You can actually apply those tools and procedures to automatically generated code, exactly the same as in any other piece of code. I don’t see the impediment here…
You must be able to understand that searching by name is not the same as searching by definition, nothing more to add here…
Why would you care of the shit code submitted to you is bad because it was generated with AI, because it was copied from SO, or if it’s brand new shit code written by someone. If it’s bad is bad. And bad code have existed since forever. Once again, I don’t see the impact of AI here. If someone is unable to find that a particular generated piece of code have issues, I don’t see how magically is going to be able to see the issue in copypasted code or in code written by themselves. If they don’t notice they don’t, no matter the source.
I will go back to the Turing test. If you don’t even know if the bad code was generated, copied or just written by hand, how are you even able to tell that AI is the issue?
Not every program is written for spacecraft, and does not net the critique level of safety and efficiency as the code for the Apollo program.
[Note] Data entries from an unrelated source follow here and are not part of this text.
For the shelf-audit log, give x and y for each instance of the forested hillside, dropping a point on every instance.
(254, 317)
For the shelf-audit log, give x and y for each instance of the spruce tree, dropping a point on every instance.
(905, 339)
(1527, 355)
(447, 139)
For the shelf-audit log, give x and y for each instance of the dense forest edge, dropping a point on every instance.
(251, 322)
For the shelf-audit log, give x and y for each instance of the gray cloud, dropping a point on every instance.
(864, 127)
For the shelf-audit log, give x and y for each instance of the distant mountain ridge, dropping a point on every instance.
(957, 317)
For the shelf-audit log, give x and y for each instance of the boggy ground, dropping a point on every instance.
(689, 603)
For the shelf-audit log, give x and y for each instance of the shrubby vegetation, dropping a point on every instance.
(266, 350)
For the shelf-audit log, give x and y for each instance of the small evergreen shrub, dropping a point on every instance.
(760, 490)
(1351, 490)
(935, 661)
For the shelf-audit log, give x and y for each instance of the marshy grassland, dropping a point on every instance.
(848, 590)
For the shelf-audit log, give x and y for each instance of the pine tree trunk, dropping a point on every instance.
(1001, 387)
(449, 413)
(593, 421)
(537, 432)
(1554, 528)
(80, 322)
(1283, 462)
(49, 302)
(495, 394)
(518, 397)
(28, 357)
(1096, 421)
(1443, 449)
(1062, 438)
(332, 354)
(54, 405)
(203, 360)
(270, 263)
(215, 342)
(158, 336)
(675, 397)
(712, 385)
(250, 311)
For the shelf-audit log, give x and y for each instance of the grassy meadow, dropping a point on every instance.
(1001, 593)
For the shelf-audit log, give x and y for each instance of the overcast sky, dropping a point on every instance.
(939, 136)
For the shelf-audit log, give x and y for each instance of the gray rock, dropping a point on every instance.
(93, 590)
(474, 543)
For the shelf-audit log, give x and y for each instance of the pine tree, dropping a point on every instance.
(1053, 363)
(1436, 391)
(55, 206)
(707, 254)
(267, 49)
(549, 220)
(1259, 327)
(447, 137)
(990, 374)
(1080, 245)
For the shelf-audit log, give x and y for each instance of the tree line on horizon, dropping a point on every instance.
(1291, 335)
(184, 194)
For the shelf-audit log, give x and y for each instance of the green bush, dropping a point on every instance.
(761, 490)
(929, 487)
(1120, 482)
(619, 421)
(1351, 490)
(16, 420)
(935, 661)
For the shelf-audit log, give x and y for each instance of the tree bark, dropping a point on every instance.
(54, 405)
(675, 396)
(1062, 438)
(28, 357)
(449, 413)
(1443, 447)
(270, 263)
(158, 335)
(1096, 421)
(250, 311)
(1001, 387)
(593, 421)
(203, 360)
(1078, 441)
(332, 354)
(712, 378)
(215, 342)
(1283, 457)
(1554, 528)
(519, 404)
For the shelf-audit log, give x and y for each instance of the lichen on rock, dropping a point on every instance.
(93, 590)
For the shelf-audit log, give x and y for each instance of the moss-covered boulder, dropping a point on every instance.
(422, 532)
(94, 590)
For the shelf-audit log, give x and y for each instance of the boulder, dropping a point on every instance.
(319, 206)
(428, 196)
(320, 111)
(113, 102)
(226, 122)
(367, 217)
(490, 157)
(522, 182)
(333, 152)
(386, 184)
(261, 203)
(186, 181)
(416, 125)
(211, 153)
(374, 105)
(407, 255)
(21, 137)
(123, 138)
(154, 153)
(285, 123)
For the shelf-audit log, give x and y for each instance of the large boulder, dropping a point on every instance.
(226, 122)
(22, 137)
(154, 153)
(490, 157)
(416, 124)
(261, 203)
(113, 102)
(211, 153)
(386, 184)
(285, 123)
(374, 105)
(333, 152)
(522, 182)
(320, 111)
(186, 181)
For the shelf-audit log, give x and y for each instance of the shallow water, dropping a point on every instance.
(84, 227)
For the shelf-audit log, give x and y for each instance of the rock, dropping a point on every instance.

I don’t even know. If memory issues are your issue then using any program with safe memory embedded into it is the way to go. As most things are actually made right now. Unless you are working in legacy applications most programmers would never actually run into that many memory issues nowadays. Not that most programmers would even properly understand memory. Do you think the typical JavaScript bootcamp rookie can even differentiate when something is stored in the stack or the heap?
You are talking like every human made code have Linux Kernel levels of quality, and that’s not the case, not by far.
And it doesn’t need to. Not all computer programs are critically important, people be coding in lua for pico-8 in a gamejam, what’s the issue for them to use AI tools for assistance?
And AI have not existed before a couple of years and our critically important programs are everywhere. Written by smart humans who are making mistakes all the time. I still do not see the anti-AI point here.
Also programming is not concrete, and AI is not sugar. If you use AI to create a fast tree structure and it works fine, it’s not going to poison anything. It’s probably be just the same function that the programmer would have written, just faster.
Also, not addressing the fact thar if AI is bad because it’s just copying, then it’s the same as the most common programming texhnique, copying code from Stack Overflow.
I have a genuine question, how many programmers do you think that code in the way you just described?